In a traditional breach of contract action, the defendant’s motive or state of mind is irrelevant. The inquiry is limited simply to “what was the agreement between the parties” and “was that agreement breached.” Adding the concept of “reasonably foreseeable damages” to the inquiry has unfortunately been used to go beyond the agreed-upon terms of the contract to find a result that the plain language of the contract clearly would not support.44 An insurer plainly does not contemplate the type of damages authorized by the Bi-Economy and Panasia opinions by virtue of entering into an insurance contract which includes coverage for business interruption. If courts are going to award “punitive” damages in the context of a breach of an insurance contract, at least call it what it is rather than presume fantastical negotiations that obviously have no place in reality.
It remains to be seen whether the Bi-Economy and Panasia decisions represent the new trend in New York and elsewhere. It appears more courts are moving in the direction of expanding the damages recoverable under the insurance contract well beyond those expressly authorized by the contract.45 This movement has disturbing implications for the insurance industry and those who purchase insurance as aptly stated by the Bi-Economy dissent:
The majority’s bad policy choice is more important than the flaws in its reasoning. This attempt to punish unscrupulous insurers will undoubtedly lead to the punishment of many honest ones. Under today’s opinions, juries will decide whether claims should have been paid more promptly, or in larger amounts; whether an insurer who failed to pay a claim did so to put pressure on the insured, or from legitimate motives, or from simple inefficiency; and whether, and to what extent, the insurer’s slowness and stinginess had consequences harmful to the insured. All these very difficult, often nearly unanswerable, questions will be put to jurors who will usually know little of the realities of either the insured’s or the insurer’s business. The jurors will no doubt do their best, but it is not hard to predict where their sympathies will lie.

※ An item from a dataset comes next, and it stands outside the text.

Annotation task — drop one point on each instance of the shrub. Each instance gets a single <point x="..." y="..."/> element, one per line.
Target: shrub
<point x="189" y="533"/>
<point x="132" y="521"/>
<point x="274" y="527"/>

The result of the uncertainty and error that the majority’s opinions will generate can only be an increase in insurance premiums. That is the real “consequential damage” flowing from today’s holdings.46
After more than 200 years of being the protector of contract and a bulwark against the expansion of extra-contractual claims, the Bi-Economy and Panasia opinions reflect New York’s foray into the increasingly muddy waters of quasi-contract law. New York’s strained interpretation of contract law, and states that choose to follow, will only serve to increase the economic burdens of consumers and businesses who contract with them.